The National profiles artist Mohamed Kanoo:
Pop art Arab-style is what Kanoo is good at. A longtime fan of Andy Warhol, his first attempt at art, in 1989, in the spirit of “how difficult can it be?”, was a combination of the polarised colour palettes of Warhol and the giant projections of Roy Lichtenstein.
“I liked Andy Warhol, I liked his style, so it was a question of how do I recreate that?” explains Kanoo. “Andy Warhol had this silkscreen process, but I could not get the materials here, and I said I have to have fun with this and create it myself. And I found Roy Lichtenstein who took these comic books and then projected them, drew them and painted them, and I said, well I can do that. So I merged the two and ended up with Andy Warhol style but hand-painted.” [ . . . ]

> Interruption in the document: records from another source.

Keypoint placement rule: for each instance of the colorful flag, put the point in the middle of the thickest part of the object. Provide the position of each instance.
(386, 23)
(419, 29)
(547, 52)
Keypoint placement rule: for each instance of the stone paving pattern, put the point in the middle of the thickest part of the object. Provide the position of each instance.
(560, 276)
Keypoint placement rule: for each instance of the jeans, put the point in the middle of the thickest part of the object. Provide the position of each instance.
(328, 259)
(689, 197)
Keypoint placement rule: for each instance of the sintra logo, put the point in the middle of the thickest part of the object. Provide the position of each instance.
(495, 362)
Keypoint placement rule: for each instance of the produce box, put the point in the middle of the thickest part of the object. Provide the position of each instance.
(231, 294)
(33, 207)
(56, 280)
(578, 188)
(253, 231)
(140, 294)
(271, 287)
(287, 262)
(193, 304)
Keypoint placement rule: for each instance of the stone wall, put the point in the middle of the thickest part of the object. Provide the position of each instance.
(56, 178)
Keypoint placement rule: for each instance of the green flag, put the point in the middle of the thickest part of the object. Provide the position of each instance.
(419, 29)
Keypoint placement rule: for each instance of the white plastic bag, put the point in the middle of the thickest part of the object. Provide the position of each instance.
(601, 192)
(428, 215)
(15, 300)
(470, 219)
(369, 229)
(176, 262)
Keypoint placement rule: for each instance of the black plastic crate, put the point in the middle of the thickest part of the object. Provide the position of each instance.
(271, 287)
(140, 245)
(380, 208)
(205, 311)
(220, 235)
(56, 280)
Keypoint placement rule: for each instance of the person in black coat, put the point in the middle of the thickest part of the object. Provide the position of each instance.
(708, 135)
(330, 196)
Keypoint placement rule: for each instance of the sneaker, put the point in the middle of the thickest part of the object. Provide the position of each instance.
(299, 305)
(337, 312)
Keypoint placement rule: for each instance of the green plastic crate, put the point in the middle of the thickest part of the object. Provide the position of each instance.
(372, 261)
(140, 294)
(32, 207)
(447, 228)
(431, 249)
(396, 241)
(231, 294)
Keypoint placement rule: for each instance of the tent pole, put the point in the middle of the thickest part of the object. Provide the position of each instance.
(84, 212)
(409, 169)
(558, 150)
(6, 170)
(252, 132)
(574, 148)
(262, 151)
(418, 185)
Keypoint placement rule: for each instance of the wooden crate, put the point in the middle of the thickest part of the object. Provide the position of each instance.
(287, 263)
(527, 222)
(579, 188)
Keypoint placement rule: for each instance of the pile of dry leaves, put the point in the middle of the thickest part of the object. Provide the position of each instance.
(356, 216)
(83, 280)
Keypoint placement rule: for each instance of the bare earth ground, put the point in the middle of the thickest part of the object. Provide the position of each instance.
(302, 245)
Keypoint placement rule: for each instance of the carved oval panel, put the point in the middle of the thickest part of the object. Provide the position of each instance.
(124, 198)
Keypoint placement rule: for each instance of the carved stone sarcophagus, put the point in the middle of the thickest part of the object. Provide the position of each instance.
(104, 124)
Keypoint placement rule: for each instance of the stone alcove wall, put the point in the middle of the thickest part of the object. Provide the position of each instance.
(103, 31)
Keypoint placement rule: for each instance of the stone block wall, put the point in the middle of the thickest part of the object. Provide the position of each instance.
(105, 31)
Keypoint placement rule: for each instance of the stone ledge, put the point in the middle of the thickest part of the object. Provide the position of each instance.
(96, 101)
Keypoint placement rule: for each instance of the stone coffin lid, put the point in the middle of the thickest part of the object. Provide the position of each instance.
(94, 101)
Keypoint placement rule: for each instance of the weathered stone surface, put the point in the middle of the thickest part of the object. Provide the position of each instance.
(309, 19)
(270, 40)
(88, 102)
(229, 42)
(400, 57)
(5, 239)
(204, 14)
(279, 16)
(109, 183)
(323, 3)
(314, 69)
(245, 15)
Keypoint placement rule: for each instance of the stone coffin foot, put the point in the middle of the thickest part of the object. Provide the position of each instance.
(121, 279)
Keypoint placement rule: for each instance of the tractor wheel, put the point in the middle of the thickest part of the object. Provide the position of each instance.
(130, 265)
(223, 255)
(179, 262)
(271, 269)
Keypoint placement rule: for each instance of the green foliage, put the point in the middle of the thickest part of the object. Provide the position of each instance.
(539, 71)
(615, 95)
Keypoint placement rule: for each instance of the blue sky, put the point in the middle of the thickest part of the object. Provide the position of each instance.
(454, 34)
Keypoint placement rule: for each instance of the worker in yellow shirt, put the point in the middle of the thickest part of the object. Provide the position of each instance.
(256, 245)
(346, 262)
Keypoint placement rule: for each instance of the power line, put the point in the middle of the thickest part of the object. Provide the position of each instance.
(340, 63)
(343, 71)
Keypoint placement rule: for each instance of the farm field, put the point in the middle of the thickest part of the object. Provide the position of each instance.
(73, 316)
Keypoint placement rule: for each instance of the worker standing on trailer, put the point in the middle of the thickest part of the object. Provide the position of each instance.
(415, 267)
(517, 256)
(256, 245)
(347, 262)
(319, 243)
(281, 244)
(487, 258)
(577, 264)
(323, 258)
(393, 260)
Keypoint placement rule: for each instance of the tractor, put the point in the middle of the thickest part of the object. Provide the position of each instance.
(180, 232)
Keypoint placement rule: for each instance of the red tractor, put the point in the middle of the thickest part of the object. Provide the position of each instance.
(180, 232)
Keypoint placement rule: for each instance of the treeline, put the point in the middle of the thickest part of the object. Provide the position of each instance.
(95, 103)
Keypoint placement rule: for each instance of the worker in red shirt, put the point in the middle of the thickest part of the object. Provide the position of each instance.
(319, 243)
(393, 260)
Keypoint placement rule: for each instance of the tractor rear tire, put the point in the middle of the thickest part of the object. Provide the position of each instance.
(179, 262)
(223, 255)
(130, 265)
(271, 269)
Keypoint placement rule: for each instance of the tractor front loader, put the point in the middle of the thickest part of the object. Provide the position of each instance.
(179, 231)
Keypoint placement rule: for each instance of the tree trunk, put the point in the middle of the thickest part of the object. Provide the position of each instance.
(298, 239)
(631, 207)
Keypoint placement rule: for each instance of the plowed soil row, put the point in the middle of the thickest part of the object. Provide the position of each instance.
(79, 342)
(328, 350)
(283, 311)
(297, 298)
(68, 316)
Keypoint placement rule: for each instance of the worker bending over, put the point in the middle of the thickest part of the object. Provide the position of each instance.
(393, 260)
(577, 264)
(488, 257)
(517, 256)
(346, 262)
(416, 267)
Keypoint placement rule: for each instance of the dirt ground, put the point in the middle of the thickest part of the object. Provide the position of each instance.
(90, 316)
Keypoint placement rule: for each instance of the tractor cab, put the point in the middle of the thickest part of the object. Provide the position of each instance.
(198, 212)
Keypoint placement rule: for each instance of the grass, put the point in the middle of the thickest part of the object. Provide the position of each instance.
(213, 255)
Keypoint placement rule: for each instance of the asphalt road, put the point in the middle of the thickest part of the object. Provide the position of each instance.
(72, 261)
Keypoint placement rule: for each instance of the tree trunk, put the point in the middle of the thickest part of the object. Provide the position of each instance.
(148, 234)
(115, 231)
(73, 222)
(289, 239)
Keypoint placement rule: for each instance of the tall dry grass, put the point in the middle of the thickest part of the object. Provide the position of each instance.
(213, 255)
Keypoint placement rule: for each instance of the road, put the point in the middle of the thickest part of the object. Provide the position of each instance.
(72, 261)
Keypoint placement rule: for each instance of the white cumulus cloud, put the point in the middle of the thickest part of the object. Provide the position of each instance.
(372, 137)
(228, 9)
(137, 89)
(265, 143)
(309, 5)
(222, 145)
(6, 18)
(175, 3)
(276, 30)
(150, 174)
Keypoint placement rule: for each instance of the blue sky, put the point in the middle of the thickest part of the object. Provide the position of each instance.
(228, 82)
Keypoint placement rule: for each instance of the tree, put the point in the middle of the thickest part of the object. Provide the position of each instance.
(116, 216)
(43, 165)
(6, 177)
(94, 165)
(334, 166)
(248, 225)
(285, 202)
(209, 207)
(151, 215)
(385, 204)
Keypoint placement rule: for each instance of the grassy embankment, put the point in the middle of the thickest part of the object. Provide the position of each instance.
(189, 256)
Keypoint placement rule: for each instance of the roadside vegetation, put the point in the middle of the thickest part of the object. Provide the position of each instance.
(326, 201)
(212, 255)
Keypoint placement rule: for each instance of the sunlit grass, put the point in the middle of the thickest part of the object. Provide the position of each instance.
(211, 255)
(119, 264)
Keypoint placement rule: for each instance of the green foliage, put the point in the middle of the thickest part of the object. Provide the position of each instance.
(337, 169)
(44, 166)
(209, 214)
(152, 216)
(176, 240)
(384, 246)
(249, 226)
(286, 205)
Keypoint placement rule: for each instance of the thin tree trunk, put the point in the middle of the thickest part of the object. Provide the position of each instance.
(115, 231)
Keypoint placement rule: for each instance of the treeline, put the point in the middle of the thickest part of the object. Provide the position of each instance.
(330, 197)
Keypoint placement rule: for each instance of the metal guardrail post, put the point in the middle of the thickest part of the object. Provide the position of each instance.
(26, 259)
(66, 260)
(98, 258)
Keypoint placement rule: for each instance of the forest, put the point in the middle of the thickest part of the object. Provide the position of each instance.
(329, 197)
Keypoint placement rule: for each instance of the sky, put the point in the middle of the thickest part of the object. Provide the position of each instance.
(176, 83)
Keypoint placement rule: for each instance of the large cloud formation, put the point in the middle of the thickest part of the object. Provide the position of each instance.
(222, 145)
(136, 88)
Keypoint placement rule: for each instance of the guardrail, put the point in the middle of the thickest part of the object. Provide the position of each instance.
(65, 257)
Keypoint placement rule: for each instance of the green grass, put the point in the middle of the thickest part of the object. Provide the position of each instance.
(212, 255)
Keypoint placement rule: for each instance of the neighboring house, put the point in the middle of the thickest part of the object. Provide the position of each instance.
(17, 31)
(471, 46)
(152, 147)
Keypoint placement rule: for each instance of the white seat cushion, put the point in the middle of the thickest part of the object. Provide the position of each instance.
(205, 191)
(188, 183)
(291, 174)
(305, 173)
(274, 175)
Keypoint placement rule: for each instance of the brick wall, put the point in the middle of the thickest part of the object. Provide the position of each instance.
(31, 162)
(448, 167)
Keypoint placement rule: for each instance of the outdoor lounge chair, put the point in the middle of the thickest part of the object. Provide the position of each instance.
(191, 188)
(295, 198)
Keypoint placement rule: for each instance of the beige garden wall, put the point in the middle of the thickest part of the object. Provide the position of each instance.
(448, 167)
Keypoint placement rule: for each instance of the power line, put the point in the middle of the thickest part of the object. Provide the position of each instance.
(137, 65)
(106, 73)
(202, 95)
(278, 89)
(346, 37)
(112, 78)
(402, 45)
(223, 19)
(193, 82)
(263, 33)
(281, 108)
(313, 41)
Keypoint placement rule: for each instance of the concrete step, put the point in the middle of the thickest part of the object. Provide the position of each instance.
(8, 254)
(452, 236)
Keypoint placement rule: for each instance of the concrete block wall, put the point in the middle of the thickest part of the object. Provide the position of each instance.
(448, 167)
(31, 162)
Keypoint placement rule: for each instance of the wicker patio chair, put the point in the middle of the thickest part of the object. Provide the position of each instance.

Influenced by the likes of Louise Bourgeois’s giant spider or the massive minimalist sculptures of Richard Serra, the huge installation was designed on a scale that would make it worth taking to the galleries of the world, spreading the information that the Arabic world does, indeed, have a contemporary art scene. Kanoo cites the Georges Pompidou in Paris, the Hamburger Bahnhof Museum in Berlin, The Tate Modern in London and the Guggenheims of New York and Bilbao as the places where he would like to see his work displayed. [ . . . ]
This hybrid art that is a mix of contemporary western style and Arabic ideas is, Kanoo insists, part of the global history of art, just the latest movement in a long tradition of East-meets-West visual culture, and he talks knowledgeably and enthusiastically about the mutual influence of Constantinople and Venice before the Renaissance, of Andalucian Spain, of Baghdad, destroyed by the Mongol invasion, the Golden Horde. “It’s like any art,” he says. “The tradition of art history builds on the predecessor. What contemporary Arab art is doing is simply building on the foundations of creating art that exists all over the world but infusing it with an Arab or Islamic culture.”